The issue is the probability of a particular code's mis use. So I find it atonishing that someone would write that ActiveX and java script are no more pontentially harmfull than Notepad.

The hole in your logic is that personal experience must be universal. <-QUOTE}
I'm sorry, but I think you took what I was saying beyond the point I was trying to make. I never said it was just as safe as running notepad, thats just plain silly. I meant any API that is intended to run code within a browser.

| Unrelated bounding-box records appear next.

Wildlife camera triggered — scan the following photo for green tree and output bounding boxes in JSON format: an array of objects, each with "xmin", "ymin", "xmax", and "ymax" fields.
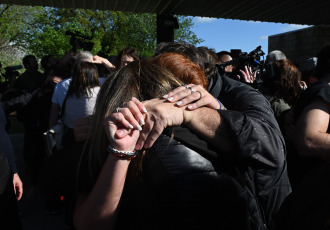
[{"xmin": 0, "ymin": 4, "xmax": 202, "ymax": 58}]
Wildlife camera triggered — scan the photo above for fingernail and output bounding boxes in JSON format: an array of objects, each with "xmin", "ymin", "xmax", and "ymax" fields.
[
  {"xmin": 135, "ymin": 144, "xmax": 141, "ymax": 150},
  {"xmin": 117, "ymin": 129, "xmax": 124, "ymax": 136}
]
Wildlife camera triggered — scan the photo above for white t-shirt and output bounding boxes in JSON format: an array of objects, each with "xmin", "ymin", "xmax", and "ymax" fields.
[
  {"xmin": 52, "ymin": 77, "xmax": 72, "ymax": 108},
  {"xmin": 63, "ymin": 86, "xmax": 100, "ymax": 129}
]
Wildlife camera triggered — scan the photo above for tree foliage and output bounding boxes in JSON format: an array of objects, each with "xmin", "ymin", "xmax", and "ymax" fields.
[{"xmin": 0, "ymin": 4, "xmax": 202, "ymax": 62}]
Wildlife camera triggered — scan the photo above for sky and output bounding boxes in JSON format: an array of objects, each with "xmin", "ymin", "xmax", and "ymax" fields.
[{"xmin": 192, "ymin": 17, "xmax": 307, "ymax": 54}]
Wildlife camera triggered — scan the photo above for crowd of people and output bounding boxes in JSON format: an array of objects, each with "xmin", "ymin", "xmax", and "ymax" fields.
[{"xmin": 0, "ymin": 42, "xmax": 330, "ymax": 230}]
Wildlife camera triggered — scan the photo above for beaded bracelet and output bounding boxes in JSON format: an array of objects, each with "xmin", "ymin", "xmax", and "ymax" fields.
[
  {"xmin": 107, "ymin": 145, "xmax": 138, "ymax": 160},
  {"xmin": 215, "ymin": 98, "xmax": 224, "ymax": 110}
]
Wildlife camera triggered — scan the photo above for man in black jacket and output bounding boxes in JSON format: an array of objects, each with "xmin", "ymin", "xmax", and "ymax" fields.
[{"xmin": 121, "ymin": 71, "xmax": 291, "ymax": 229}]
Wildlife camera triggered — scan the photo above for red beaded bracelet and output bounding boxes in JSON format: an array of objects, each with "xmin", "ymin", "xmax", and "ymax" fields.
[{"xmin": 107, "ymin": 145, "xmax": 138, "ymax": 160}]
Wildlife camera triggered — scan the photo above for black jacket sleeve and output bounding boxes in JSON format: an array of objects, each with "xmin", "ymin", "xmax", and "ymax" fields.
[{"xmin": 218, "ymin": 77, "xmax": 286, "ymax": 168}]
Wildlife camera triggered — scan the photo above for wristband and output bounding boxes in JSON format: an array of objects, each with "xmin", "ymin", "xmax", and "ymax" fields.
[
  {"xmin": 215, "ymin": 98, "xmax": 223, "ymax": 110},
  {"xmin": 107, "ymin": 145, "xmax": 138, "ymax": 160}
]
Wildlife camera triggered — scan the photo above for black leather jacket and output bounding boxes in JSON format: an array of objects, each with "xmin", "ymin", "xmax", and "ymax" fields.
[{"xmin": 114, "ymin": 76, "xmax": 291, "ymax": 229}]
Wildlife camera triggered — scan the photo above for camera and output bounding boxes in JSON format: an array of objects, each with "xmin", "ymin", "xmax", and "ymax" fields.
[
  {"xmin": 217, "ymin": 46, "xmax": 268, "ymax": 84},
  {"xmin": 65, "ymin": 30, "xmax": 95, "ymax": 51}
]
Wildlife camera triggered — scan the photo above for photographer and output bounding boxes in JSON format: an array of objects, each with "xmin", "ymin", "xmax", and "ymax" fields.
[{"xmin": 218, "ymin": 46, "xmax": 265, "ymax": 88}]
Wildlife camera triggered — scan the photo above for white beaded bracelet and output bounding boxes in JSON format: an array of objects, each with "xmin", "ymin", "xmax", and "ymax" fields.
[{"xmin": 107, "ymin": 145, "xmax": 137, "ymax": 159}]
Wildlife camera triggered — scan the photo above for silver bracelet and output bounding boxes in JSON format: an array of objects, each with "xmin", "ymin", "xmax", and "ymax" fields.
[{"xmin": 107, "ymin": 145, "xmax": 137, "ymax": 159}]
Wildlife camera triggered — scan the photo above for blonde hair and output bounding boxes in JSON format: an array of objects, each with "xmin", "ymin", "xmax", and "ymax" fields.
[{"xmin": 83, "ymin": 60, "xmax": 182, "ymax": 184}]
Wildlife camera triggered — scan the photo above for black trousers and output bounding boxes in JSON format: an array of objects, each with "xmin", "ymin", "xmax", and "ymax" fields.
[{"xmin": 0, "ymin": 153, "xmax": 22, "ymax": 230}]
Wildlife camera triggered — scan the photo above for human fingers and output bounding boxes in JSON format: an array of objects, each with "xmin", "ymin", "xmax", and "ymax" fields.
[
  {"xmin": 167, "ymin": 84, "xmax": 204, "ymax": 106},
  {"xmin": 135, "ymin": 115, "xmax": 165, "ymax": 150},
  {"xmin": 116, "ymin": 101, "xmax": 145, "ymax": 131},
  {"xmin": 239, "ymin": 69, "xmax": 249, "ymax": 82},
  {"xmin": 104, "ymin": 113, "xmax": 133, "ymax": 142},
  {"xmin": 13, "ymin": 173, "xmax": 23, "ymax": 200},
  {"xmin": 187, "ymin": 94, "xmax": 221, "ymax": 110},
  {"xmin": 163, "ymin": 84, "xmax": 195, "ymax": 102},
  {"xmin": 176, "ymin": 85, "xmax": 220, "ymax": 110},
  {"xmin": 163, "ymin": 84, "xmax": 188, "ymax": 101},
  {"xmin": 15, "ymin": 185, "xmax": 23, "ymax": 200},
  {"xmin": 176, "ymin": 84, "xmax": 205, "ymax": 107}
]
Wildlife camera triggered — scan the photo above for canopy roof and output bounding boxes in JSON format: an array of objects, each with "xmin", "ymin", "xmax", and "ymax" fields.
[{"xmin": 0, "ymin": 0, "xmax": 330, "ymax": 25}]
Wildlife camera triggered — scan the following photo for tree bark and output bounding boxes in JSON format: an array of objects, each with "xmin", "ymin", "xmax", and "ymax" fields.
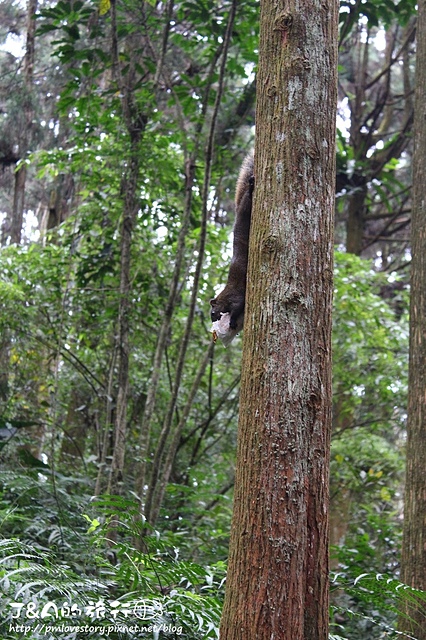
[
  {"xmin": 10, "ymin": 0, "xmax": 38, "ymax": 244},
  {"xmin": 399, "ymin": 0, "xmax": 426, "ymax": 640},
  {"xmin": 220, "ymin": 0, "xmax": 338, "ymax": 640}
]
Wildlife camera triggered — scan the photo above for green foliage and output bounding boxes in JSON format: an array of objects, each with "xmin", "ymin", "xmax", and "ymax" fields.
[
  {"xmin": 0, "ymin": 488, "xmax": 224, "ymax": 640},
  {"xmin": 331, "ymin": 572, "xmax": 426, "ymax": 640}
]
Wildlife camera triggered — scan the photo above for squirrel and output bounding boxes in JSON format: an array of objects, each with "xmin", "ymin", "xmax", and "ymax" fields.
[{"xmin": 210, "ymin": 154, "xmax": 254, "ymax": 331}]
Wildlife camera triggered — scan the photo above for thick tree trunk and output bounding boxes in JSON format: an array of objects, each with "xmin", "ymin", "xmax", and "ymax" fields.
[
  {"xmin": 400, "ymin": 0, "xmax": 426, "ymax": 640},
  {"xmin": 221, "ymin": 0, "xmax": 338, "ymax": 640}
]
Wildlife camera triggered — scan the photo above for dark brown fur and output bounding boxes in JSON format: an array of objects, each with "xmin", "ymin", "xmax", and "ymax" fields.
[{"xmin": 210, "ymin": 155, "xmax": 254, "ymax": 331}]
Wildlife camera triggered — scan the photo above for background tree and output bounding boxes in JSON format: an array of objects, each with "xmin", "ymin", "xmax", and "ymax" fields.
[{"xmin": 400, "ymin": 2, "xmax": 426, "ymax": 640}]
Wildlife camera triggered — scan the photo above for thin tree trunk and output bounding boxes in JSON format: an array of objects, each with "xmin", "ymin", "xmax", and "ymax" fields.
[
  {"xmin": 108, "ymin": 120, "xmax": 146, "ymax": 493},
  {"xmin": 220, "ymin": 0, "xmax": 338, "ymax": 640},
  {"xmin": 145, "ymin": 0, "xmax": 237, "ymax": 524},
  {"xmin": 10, "ymin": 0, "xmax": 37, "ymax": 244},
  {"xmin": 399, "ymin": 0, "xmax": 426, "ymax": 640}
]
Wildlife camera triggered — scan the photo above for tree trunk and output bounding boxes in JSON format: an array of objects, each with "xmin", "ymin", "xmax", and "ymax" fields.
[
  {"xmin": 220, "ymin": 0, "xmax": 338, "ymax": 640},
  {"xmin": 400, "ymin": 0, "xmax": 426, "ymax": 640},
  {"xmin": 108, "ymin": 124, "xmax": 146, "ymax": 494},
  {"xmin": 10, "ymin": 0, "xmax": 37, "ymax": 244}
]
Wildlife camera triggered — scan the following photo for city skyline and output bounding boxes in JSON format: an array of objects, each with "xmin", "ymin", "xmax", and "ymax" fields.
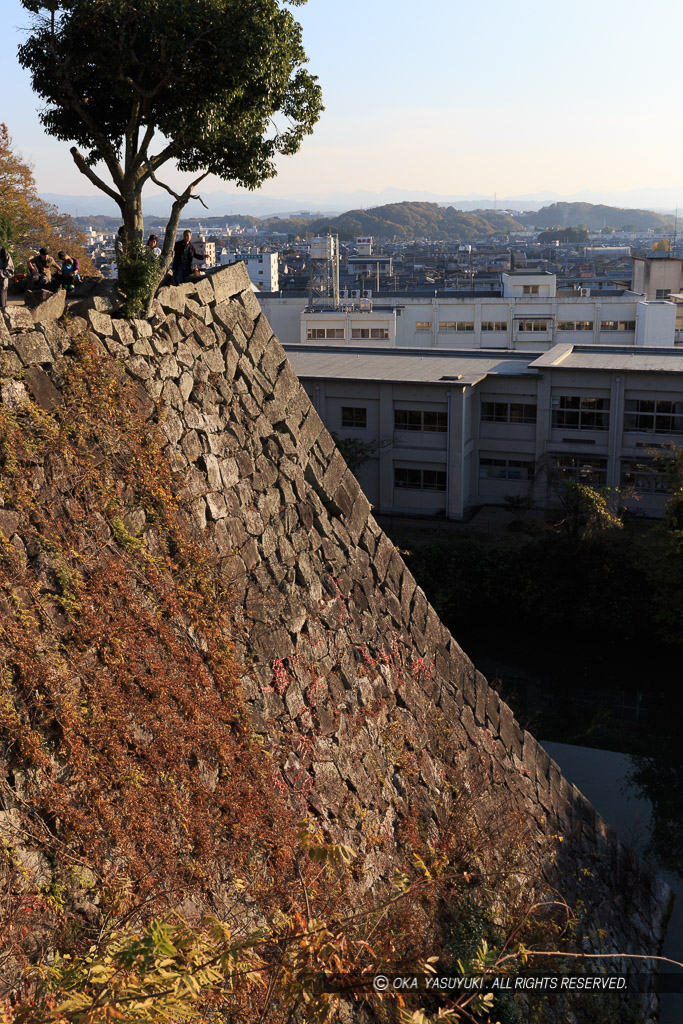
[{"xmin": 5, "ymin": 0, "xmax": 683, "ymax": 207}]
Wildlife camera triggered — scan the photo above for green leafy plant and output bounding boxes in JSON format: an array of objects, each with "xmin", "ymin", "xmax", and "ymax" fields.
[{"xmin": 118, "ymin": 239, "xmax": 159, "ymax": 318}]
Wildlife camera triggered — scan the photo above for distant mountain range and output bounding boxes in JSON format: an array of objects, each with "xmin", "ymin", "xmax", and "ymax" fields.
[
  {"xmin": 41, "ymin": 188, "xmax": 683, "ymax": 217},
  {"xmin": 60, "ymin": 202, "xmax": 675, "ymax": 242}
]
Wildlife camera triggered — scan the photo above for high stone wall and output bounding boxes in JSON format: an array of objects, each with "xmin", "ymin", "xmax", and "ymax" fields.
[{"xmin": 0, "ymin": 264, "xmax": 668, "ymax": 1007}]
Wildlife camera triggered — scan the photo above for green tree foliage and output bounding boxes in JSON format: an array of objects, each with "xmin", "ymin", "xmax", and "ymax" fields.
[
  {"xmin": 262, "ymin": 203, "xmax": 520, "ymax": 241},
  {"xmin": 537, "ymin": 224, "xmax": 590, "ymax": 242},
  {"xmin": 19, "ymin": 0, "xmax": 323, "ymax": 264},
  {"xmin": 519, "ymin": 203, "xmax": 675, "ymax": 231},
  {"xmin": 559, "ymin": 481, "xmax": 624, "ymax": 541}
]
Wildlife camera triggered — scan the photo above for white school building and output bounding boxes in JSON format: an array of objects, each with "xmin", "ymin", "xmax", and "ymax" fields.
[
  {"xmin": 259, "ymin": 262, "xmax": 683, "ymax": 352},
  {"xmin": 286, "ymin": 344, "xmax": 683, "ymax": 519}
]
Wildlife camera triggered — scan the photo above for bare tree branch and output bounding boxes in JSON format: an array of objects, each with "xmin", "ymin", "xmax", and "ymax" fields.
[{"xmin": 71, "ymin": 145, "xmax": 123, "ymax": 210}]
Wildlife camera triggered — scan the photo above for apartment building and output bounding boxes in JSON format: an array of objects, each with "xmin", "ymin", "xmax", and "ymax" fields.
[
  {"xmin": 220, "ymin": 251, "xmax": 280, "ymax": 292},
  {"xmin": 286, "ymin": 342, "xmax": 683, "ymax": 519}
]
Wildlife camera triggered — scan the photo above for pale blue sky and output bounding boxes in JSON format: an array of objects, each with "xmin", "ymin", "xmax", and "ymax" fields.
[{"xmin": 0, "ymin": 0, "xmax": 683, "ymax": 203}]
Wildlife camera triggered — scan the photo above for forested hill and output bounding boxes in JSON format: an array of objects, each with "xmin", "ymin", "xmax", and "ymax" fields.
[
  {"xmin": 76, "ymin": 203, "xmax": 520, "ymax": 242},
  {"xmin": 267, "ymin": 203, "xmax": 520, "ymax": 241},
  {"xmin": 518, "ymin": 203, "xmax": 675, "ymax": 231},
  {"xmin": 74, "ymin": 203, "xmax": 674, "ymax": 242}
]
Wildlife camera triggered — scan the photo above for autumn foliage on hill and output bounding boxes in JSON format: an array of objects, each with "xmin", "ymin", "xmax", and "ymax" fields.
[
  {"xmin": 0, "ymin": 124, "xmax": 94, "ymax": 273},
  {"xmin": 0, "ymin": 332, "xmax": 618, "ymax": 1024}
]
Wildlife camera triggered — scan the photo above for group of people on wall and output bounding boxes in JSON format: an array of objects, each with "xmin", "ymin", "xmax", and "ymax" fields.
[
  {"xmin": 0, "ymin": 227, "xmax": 207, "ymax": 309},
  {"xmin": 116, "ymin": 226, "xmax": 207, "ymax": 285},
  {"xmin": 0, "ymin": 246, "xmax": 81, "ymax": 309}
]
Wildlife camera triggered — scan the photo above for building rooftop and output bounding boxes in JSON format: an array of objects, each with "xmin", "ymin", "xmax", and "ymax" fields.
[
  {"xmin": 284, "ymin": 345, "xmax": 537, "ymax": 387},
  {"xmin": 529, "ymin": 345, "xmax": 683, "ymax": 374}
]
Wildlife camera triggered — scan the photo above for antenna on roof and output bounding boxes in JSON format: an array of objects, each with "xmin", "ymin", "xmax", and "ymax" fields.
[{"xmin": 671, "ymin": 207, "xmax": 678, "ymax": 256}]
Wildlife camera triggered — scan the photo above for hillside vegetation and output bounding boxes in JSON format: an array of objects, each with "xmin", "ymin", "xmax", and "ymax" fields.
[{"xmin": 518, "ymin": 203, "xmax": 675, "ymax": 231}]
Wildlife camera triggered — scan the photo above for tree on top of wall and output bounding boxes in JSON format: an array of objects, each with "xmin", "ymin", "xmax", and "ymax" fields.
[{"xmin": 18, "ymin": 0, "xmax": 323, "ymax": 280}]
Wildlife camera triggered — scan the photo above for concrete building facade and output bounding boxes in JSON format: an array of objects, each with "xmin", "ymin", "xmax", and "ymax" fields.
[
  {"xmin": 259, "ymin": 271, "xmax": 683, "ymax": 352},
  {"xmin": 287, "ymin": 343, "xmax": 683, "ymax": 519}
]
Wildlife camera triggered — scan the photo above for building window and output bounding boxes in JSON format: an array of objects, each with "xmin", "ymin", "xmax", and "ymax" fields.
[
  {"xmin": 351, "ymin": 327, "xmax": 389, "ymax": 340},
  {"xmin": 393, "ymin": 409, "xmax": 449, "ymax": 434},
  {"xmin": 517, "ymin": 321, "xmax": 548, "ymax": 334},
  {"xmin": 393, "ymin": 466, "xmax": 446, "ymax": 490},
  {"xmin": 554, "ymin": 455, "xmax": 607, "ymax": 487},
  {"xmin": 306, "ymin": 327, "xmax": 344, "ymax": 341},
  {"xmin": 342, "ymin": 406, "xmax": 368, "ymax": 430},
  {"xmin": 479, "ymin": 458, "xmax": 533, "ymax": 480},
  {"xmin": 600, "ymin": 321, "xmax": 636, "ymax": 331},
  {"xmin": 624, "ymin": 398, "xmax": 683, "ymax": 434},
  {"xmin": 481, "ymin": 401, "xmax": 536, "ymax": 423},
  {"xmin": 622, "ymin": 460, "xmax": 669, "ymax": 495},
  {"xmin": 553, "ymin": 394, "xmax": 609, "ymax": 430}
]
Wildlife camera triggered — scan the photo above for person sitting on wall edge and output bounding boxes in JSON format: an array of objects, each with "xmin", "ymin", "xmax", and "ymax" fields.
[{"xmin": 171, "ymin": 230, "xmax": 206, "ymax": 285}]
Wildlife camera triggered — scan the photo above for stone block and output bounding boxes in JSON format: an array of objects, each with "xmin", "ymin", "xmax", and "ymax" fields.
[
  {"xmin": 207, "ymin": 263, "xmax": 251, "ymax": 301},
  {"xmin": 159, "ymin": 355, "xmax": 180, "ymax": 380},
  {"xmin": 3, "ymin": 306, "xmax": 34, "ymax": 331},
  {"xmin": 238, "ymin": 284, "xmax": 261, "ymax": 321},
  {"xmin": 24, "ymin": 367, "xmax": 61, "ymax": 413},
  {"xmin": 85, "ymin": 309, "xmax": 114, "ymax": 338},
  {"xmin": 112, "ymin": 319, "xmax": 133, "ymax": 346},
  {"xmin": 41, "ymin": 321, "xmax": 71, "ymax": 354},
  {"xmin": 0, "ymin": 380, "xmax": 29, "ymax": 413},
  {"xmin": 12, "ymin": 329, "xmax": 54, "ymax": 367},
  {"xmin": 157, "ymin": 285, "xmax": 187, "ymax": 313},
  {"xmin": 27, "ymin": 288, "xmax": 67, "ymax": 324},
  {"xmin": 129, "ymin": 319, "xmax": 154, "ymax": 338},
  {"xmin": 126, "ymin": 355, "xmax": 154, "ymax": 381},
  {"xmin": 195, "ymin": 278, "xmax": 216, "ymax": 306}
]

What I was trying to say was no matter what technologies are used, there is always a risk. A person has to weigh the risks to their perceived benefits. I listed my personal experience with ActiveX as just that, my personal experience and did not say or intend the statement as a proof that running ActiveX is totally safe, just that in MY EXPERIENCE, I have not had any problems. This can be taken for what it is worth by the intelligent members of this board. If you hate ActiveX or Java, thats your right not to use it. I am not a huge fan of either technologies but they do work and whether we like it or not are pretty widely used in alot of software and web sites. Security software does seem to get large critics by the very nature of the potential security exploits which can occur running these. However, most people who are not biased against Mcafee, will tell you it might not be the best out there but it really is no slouch either. I am not sure how many Mcafee users have had their systems compromised because of the the need to be running ActiveX with Mcafee. All I know is I have never had it happen nor seen it on any systems I have supported that ran it.

All in all as I said each person needs to make their own choices as to what is safe enough for them to run. Heck I have known some people who will not even ride in cars or fly in planes because they feel the risks are too great for them.